The relevancy score is calculated based on the content of the complete table:
InnoDB uses a variation of the “term frequency-inverse document frequency” (TF-IDF) weighting system to rank a document's relevance for a given full-text search query. The TF-IDF weighting is based on how frequently a word appears in a document, offset by how frequently the word appears in all documents in the collection. In other words, the more frequently a word appears in a document, and the less frequently the word appears in the document collection, the higher the document is ranked.
"Document" here means a single row, "document collection" means all rows. The manual contains the exact formula, but the important thing is: since you have more recipes on prod compared to local, the score will be different. If you e.g. added more recipes containing carottes, the score will go down, if you added recipes that don't contain your search terms, the score will go up.

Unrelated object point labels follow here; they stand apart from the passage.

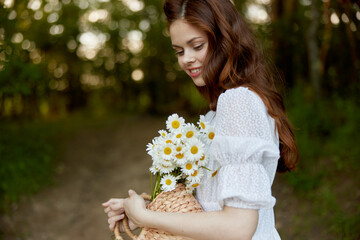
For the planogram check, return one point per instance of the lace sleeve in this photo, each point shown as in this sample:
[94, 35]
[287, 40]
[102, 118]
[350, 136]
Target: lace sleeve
[243, 146]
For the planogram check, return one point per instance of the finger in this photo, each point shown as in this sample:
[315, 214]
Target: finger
[111, 200]
[108, 209]
[132, 192]
[118, 205]
[115, 218]
[114, 213]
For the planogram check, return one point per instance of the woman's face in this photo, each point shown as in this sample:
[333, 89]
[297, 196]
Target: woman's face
[191, 46]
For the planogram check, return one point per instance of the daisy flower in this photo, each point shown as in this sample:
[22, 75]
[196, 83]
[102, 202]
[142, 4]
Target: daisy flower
[167, 168]
[194, 149]
[163, 133]
[167, 151]
[189, 168]
[174, 122]
[210, 134]
[202, 123]
[190, 131]
[178, 136]
[154, 169]
[168, 183]
[150, 146]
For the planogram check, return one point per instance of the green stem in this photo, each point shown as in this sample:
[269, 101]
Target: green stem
[206, 168]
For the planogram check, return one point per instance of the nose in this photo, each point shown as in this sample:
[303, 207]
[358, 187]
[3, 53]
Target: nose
[189, 58]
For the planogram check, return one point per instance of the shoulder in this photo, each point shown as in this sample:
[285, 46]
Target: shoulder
[240, 97]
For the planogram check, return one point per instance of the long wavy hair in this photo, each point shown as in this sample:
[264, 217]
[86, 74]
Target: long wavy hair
[233, 59]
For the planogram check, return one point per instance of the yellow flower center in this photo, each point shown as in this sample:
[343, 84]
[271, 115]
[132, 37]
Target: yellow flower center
[175, 124]
[194, 150]
[168, 182]
[189, 166]
[167, 151]
[211, 135]
[189, 134]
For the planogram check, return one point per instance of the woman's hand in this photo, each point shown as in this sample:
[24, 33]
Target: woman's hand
[114, 208]
[135, 207]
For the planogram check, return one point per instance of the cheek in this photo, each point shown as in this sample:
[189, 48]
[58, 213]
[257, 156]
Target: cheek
[203, 55]
[181, 64]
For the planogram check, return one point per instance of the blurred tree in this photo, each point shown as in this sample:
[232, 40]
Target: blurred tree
[58, 56]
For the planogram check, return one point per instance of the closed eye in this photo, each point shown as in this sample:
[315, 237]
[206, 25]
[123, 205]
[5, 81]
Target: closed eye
[179, 53]
[199, 47]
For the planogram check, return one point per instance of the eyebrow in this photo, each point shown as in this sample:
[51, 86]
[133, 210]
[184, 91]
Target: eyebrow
[188, 42]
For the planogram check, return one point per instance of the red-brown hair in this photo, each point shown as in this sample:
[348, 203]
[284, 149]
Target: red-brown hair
[233, 59]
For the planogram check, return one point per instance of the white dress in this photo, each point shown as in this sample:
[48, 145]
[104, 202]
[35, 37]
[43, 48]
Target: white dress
[246, 151]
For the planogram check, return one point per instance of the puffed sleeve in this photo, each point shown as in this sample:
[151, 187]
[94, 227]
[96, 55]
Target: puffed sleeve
[242, 147]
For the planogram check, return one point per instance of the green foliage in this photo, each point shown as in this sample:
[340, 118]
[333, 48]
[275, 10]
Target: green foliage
[328, 144]
[27, 160]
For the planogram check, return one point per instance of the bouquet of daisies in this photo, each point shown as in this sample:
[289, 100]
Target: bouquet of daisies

This is completely independent of how good the single result on its own actually is! A chicken carrot stew is a good fit to your search, but the absolute score will vary if you also have a recipe for carrot cake in your database or not.

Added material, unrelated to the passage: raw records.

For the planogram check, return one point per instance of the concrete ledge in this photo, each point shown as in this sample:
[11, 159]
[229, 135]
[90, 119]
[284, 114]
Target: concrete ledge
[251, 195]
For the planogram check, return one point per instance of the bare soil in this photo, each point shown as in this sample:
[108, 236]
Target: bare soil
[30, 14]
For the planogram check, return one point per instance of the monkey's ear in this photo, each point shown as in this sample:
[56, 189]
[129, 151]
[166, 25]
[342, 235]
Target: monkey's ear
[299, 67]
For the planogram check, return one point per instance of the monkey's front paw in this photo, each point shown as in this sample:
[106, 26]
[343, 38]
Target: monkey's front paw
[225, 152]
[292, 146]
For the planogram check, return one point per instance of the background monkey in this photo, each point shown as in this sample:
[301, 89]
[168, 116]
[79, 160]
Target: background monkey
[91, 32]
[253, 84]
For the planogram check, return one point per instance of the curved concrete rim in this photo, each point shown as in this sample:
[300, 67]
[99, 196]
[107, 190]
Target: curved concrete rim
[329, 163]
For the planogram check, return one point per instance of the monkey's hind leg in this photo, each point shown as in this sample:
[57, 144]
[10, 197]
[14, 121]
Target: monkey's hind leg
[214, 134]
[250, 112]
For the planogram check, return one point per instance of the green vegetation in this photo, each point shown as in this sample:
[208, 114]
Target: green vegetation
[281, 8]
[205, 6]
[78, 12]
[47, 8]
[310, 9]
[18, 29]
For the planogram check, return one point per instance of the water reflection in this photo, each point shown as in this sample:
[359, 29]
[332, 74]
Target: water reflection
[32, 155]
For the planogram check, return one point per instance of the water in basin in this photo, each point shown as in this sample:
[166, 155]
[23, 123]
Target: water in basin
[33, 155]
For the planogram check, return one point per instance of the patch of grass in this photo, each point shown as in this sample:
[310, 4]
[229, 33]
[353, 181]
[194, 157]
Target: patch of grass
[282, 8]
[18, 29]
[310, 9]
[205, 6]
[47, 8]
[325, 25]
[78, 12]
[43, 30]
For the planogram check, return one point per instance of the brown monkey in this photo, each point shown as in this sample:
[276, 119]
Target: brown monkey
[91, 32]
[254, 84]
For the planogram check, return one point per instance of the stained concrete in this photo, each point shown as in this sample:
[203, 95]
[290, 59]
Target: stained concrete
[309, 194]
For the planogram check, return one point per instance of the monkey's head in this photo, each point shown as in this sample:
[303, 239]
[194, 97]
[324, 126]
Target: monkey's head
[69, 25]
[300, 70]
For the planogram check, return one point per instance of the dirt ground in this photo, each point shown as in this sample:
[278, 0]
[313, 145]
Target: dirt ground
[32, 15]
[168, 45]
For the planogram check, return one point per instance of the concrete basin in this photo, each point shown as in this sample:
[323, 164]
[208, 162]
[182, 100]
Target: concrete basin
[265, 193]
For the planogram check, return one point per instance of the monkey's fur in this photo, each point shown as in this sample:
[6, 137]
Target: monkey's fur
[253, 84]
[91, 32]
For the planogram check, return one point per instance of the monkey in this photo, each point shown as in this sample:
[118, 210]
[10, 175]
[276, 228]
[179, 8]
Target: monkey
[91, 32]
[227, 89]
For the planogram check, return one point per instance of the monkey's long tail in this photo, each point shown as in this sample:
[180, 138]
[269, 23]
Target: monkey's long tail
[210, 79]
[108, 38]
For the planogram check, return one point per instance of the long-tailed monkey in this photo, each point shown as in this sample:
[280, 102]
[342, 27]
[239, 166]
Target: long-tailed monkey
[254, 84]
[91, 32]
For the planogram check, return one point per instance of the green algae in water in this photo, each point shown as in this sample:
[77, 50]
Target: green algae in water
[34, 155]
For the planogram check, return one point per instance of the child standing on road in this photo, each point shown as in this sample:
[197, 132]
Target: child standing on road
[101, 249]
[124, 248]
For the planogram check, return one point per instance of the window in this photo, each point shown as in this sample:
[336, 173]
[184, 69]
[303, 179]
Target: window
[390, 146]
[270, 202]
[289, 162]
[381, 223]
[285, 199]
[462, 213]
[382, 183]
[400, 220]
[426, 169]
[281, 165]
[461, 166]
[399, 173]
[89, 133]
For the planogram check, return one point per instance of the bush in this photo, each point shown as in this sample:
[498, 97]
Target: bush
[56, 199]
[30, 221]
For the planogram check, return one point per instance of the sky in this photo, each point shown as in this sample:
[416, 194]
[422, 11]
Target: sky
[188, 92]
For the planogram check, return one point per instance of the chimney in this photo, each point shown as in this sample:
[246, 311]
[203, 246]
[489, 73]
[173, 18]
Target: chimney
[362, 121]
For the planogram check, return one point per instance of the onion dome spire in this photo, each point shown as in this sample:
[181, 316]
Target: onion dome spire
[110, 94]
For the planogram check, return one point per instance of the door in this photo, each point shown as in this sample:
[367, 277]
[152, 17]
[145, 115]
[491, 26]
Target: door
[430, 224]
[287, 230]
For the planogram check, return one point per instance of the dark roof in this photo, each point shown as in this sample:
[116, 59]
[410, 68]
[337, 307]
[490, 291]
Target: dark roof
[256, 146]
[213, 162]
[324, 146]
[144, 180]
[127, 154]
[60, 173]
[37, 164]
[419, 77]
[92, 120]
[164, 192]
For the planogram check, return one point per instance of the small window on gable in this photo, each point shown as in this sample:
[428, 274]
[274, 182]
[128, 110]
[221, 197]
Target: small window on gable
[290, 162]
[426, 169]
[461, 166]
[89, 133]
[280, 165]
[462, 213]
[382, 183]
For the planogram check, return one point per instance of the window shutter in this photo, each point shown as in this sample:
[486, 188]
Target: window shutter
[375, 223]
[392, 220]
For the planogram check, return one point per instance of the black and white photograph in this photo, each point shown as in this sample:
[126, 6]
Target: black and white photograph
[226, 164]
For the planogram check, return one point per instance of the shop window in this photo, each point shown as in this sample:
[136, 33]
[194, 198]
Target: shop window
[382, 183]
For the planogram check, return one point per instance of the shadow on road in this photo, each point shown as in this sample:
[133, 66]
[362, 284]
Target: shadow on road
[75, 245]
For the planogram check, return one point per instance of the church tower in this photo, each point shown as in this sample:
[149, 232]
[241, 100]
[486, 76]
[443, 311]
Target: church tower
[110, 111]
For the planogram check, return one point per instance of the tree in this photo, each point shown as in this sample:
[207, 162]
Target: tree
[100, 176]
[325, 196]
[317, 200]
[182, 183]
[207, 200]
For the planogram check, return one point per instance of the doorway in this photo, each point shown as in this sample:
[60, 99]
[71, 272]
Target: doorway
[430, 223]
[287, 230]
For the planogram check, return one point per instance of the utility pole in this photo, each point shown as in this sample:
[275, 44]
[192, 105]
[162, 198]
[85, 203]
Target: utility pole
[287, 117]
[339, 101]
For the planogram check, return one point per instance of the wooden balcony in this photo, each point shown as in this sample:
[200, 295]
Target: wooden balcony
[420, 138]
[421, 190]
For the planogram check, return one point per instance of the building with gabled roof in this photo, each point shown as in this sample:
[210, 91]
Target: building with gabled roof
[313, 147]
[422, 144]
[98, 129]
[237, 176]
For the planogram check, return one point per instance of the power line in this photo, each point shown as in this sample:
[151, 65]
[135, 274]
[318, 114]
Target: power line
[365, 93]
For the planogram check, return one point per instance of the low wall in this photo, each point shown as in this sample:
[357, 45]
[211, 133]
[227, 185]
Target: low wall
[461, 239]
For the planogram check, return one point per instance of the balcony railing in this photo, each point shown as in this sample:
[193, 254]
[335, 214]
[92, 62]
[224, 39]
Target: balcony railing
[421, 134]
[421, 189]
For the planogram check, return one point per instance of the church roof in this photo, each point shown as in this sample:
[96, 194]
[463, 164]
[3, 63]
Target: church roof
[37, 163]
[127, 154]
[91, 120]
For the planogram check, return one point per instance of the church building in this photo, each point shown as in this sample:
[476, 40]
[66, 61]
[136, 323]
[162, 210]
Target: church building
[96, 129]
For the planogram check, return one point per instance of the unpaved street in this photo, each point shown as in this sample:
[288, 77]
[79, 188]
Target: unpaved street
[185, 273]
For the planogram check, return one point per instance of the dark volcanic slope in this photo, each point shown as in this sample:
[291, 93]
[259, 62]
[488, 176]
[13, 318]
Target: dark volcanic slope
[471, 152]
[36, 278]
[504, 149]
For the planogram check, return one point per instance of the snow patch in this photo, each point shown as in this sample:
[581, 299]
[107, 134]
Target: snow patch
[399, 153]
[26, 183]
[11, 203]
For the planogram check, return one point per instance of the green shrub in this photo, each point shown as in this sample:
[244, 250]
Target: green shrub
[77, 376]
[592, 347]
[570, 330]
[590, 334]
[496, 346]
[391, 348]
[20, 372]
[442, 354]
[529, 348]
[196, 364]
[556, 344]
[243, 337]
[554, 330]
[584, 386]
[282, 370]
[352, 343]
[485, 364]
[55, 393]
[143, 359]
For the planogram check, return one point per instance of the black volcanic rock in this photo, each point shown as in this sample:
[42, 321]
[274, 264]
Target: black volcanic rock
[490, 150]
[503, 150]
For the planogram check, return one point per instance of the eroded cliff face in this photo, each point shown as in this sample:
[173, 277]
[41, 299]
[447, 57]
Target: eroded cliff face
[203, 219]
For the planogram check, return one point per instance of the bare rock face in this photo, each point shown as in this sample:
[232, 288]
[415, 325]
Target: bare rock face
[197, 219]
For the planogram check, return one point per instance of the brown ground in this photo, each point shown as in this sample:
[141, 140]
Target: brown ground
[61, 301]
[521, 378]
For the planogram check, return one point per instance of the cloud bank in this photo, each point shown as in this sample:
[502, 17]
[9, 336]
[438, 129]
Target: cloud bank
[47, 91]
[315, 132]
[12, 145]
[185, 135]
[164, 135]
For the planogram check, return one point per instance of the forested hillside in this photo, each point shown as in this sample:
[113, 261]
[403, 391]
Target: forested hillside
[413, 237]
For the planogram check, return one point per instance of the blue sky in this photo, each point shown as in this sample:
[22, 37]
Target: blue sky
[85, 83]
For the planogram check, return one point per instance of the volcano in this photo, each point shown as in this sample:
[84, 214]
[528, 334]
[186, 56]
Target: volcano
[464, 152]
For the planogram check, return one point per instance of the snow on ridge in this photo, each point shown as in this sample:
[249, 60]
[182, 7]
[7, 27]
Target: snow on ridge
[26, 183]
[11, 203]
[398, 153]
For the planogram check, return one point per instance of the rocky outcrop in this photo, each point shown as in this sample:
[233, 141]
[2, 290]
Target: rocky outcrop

So the absolute value of the score itself is usually not a good criteria to filter on, e.g. with your where score > 1
, but as a way to order the results you get, e.g. with order by score desc
, usually including a limit
.
It is unlikely that you will find a good absolute minimum value for your score (except for 0) that would make sense in general:
But a recipe that uses the word sugar
very often (as it may be an important ingredient, maybe a recipe for caramel) will have a higher score than those that only mentions it once ("add some sugar"), so you can use the value to order your results relative to each other.